Construction of chimeric IBDV.
For construction of chimeric A segments a plasmid (pD78A) containing the full-length cDNA sequence of segment A of strain D78 was used. For cloning the VP5 gene of serotype II strain 23/82 virus was propagated in CEC and purified by ultracentrifugation as described (Müller et al., 1986). After proteinase K (0·5 mg/ml)SDS (0·5%) digestion genomic viral RNA was purified (Mundt & Müller, 1995 ), reverse transcribed into cDNA, and amplified by PCR following standard procedures using oligonucleotides FKA5' and FKA1R (Table 1
). The amplification product was cloned blunt-ended, and plasmids containing appropriate PCR fragments (pA23part) were sequenced.
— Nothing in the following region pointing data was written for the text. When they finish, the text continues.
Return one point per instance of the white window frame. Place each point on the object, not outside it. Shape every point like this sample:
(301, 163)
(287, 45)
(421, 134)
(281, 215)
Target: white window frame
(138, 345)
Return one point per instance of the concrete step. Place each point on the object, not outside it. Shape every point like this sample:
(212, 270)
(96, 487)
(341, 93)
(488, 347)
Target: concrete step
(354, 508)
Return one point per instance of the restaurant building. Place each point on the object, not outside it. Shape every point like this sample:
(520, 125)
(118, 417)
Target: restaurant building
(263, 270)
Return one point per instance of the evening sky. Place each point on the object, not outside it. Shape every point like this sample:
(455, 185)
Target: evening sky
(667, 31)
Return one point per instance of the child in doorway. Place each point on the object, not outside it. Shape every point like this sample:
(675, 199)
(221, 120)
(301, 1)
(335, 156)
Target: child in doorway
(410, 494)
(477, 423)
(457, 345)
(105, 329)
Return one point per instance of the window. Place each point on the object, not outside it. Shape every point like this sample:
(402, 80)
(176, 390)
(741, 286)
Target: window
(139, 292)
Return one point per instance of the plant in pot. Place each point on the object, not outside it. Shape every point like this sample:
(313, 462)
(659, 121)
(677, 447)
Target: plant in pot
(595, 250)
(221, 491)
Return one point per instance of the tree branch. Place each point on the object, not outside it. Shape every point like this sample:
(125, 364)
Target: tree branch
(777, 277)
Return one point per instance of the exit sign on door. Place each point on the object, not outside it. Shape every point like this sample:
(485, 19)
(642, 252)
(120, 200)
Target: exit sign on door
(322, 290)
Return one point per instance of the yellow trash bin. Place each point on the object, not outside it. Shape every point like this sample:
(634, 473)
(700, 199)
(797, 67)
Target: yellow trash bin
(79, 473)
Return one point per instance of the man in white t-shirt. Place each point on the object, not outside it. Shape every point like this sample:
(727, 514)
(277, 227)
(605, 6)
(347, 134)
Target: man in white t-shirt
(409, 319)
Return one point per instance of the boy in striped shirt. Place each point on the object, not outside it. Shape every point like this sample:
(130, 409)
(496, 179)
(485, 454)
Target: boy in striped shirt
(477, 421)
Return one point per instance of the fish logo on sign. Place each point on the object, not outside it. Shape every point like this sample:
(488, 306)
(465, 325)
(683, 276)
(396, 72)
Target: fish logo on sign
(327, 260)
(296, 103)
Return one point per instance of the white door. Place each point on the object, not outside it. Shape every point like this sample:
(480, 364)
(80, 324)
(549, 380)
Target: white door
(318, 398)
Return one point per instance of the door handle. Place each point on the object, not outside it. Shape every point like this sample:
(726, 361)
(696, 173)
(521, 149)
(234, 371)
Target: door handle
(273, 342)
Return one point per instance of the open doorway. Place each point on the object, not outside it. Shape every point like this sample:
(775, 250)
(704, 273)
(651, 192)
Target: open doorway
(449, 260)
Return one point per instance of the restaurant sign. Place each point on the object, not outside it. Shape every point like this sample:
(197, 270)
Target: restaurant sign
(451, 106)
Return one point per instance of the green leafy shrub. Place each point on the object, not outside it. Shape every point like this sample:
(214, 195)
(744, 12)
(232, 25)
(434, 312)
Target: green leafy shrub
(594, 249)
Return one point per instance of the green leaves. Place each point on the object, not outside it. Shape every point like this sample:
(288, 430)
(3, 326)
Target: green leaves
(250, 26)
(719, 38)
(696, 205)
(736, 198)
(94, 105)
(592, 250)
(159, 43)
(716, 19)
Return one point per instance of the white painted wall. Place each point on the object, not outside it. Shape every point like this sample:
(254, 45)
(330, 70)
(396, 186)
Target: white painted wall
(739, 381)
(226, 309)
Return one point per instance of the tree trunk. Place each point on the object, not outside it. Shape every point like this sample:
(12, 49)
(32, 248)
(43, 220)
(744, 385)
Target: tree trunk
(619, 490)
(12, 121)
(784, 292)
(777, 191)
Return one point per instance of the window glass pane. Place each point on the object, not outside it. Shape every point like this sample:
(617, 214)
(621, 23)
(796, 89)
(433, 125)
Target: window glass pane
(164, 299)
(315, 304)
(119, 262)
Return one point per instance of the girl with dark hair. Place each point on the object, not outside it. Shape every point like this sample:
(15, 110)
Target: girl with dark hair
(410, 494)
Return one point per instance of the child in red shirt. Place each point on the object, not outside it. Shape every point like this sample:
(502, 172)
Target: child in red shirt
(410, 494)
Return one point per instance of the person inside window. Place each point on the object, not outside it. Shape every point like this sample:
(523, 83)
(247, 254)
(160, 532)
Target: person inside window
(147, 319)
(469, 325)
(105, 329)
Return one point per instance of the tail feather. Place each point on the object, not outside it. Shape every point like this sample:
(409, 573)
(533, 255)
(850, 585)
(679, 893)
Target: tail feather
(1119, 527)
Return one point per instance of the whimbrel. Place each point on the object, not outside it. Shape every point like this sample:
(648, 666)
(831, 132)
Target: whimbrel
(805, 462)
After sequence analysis pA23part was cleaved with EcoRI/RsrII and EcoRI/NdeI. After electroelution the EcoRIRsrII fragment was ligated into appropriately digested pD78A to obtain p5'-R-D78A, containing the 5'-end of the overlapping ORF encoding the N-terminal part of VP5 as well as VP2 of serotype II strain 23/82 (Fig. 1
). Exchange of the complete ORF encoding VP5 and, due to the gene overlap, a part of the ORF of VP2, was achieved by EcoRI/NdeI cleavage of pA23part and ligation into appropriately cleaved pD78A to obtain p5'-N-D78A. Exchange of the 3'-NCR was performed as described previously (Schröder et al., 2000
) to obtain p5'-R-D78A-3' and p5'-N-D78A-3', respectively. Maps of the plasmids are depicted in Fig. 2
.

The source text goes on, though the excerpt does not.